La MSA dans ses recoupements a procédé par amalgame.
Mme [M] a confirmé son témoignage devant le TASS en faveur de Mme [C], il ressort des deux attestations que Mme [M] a apposé sur l'une des attestations une signature professionnelle, et sur l'autre une signature personnelle.

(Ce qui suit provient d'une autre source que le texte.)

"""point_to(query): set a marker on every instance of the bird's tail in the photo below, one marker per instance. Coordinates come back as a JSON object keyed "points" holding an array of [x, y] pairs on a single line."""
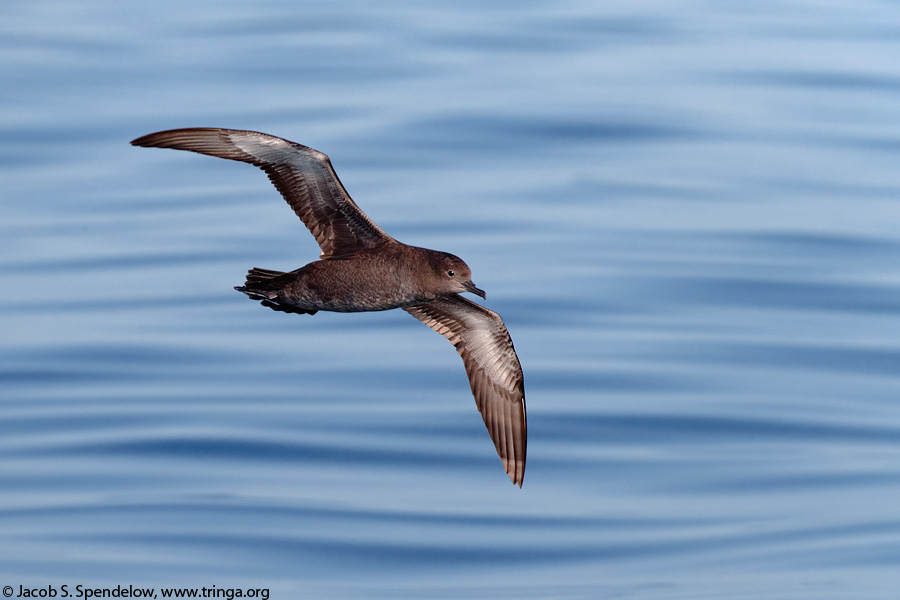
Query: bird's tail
{"points": [[264, 285]]}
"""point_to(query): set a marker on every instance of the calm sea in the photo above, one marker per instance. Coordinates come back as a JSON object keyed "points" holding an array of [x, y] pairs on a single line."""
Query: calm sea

Il n'y a donc aucun faux en écriture.
La décision de la MSA a placé les époux [C] dans une situation financière très difficile, les droits à la retraite de Mme [C] ont été suspendus, ce qui justifie l'allocation d'une indemnité de 5 000 € au titre du préjudice économique subi.
MOTIFS DE LA DECISION
Il est constant que Mme [C] n'a pas reçu de lettre d'observations de la MSA suite à la procédure de contrôle engagée par la caisse et n'a pu ainsi faire valoir ses observations ou ses contestations avant que la MSA ne prenne la décision d'annulation critiquée.
Or l'article D 724-9 du code rural dispose qu'à l'issue du contrôle, la caisse de mutualité sociale agricole adresse au moyen d'une lettre recommandée avec avis de réception aux personnes contrôlées un document rappelant l'objet du contrôle, et mentionnant les documents consultés, la période vérifiée et la date de la fin du contrôle, et s'il y a lieu, les observations faites au cours du contrôle, assorties de l'indication de la nature et du mode de calcul des redressements d'assiette et de taux envisagés, ou du montant des prestations à reverser, tels que connus à cette date.
La personne contrôlée dispose d'un délai de trente jours pour faire part de sa réponse à ces observations.
Le recouvrement des prestations indues, des cotisations, des pénalités et des majorations de retard ne peut intervenir qu'au terme du délai prévu de trente jours.
Cette disposition fait obligation aux agents de contrôle des caisses de mutualité sociale agricole de communiquer leurs observations à l'employeur en l'invitant à y répondre dans un délai déterminé.
La lettre d' observations constitue une formalité substantielle en ce qu'elle est destinée à assurer le caractère contradictoire du contrôle et la sauvegarde des droits de la défense entraînant non seulement l'inopposabilité du contrôle mais aussi la nullité de ce contrôle et de la procédure subséquente.
La MSA n'ayant pas respecté les formalités prévues à l'article D 724-9 du code rural, elle ne peut dès lors procéder au recouvrement de prestations indues puisque toute décision prise sur la base d'un contrôle non régulier est nulle.
Il convient dès lors d'infirmer le jugement déféré en ce qu'il a déclaré opposable à Mme [C] la décision d'annulation de rachat, et de le confirmer en ce qui concerne la déclaration de validité des rachats des cotisations arriérées relatives aux périodes du 1er juillet au 31 août des années 1966 et 1967.
La demande de dommages et intérêts sera déclarée irrecevable comme n'ayant pas été incluse dans le dispositif des conclusions de Mme [C], et n'ayant pas été demandée lors de l'audience.
La partie perdante tenue aux dépens d'appel devra indemniser la partie adverse des frais exposés par elle et non compris dans les dépens.
Par ces motifs
La Cour,
Statuant publiquement et contradictoirement,
INFIRME partiellement le jugement déféré en ce qu'il a déclaré opposable à Mme [C] la décision d'annulation de rachat.
LE CONFIRME en toutes ses autres dispositions.
CONDAMNE la MSA de l'Ardèche, Drôme et Loire à payer à Mme [C] la somme de 1 500 € au titre de l'article 700 du CPC.
CONDAMNE la MSA de l'Ardèche, Drôme et Loire aux dépens d'appel.
Prononcé publiquement ce jour par mise à disposition de l'arrêt au greffe de la Cour, les parties ayant été préalablement avisées dans les conditions prévues au deuxième alinéa de l'article 450 du nouveau Code de procédure civile.
Signé par Monsieur DELPEUCH, Président, et par Madame FANTIN, faisant fonction de Greffier, auquel la minute de la décision a été remise par le magistrat signataire.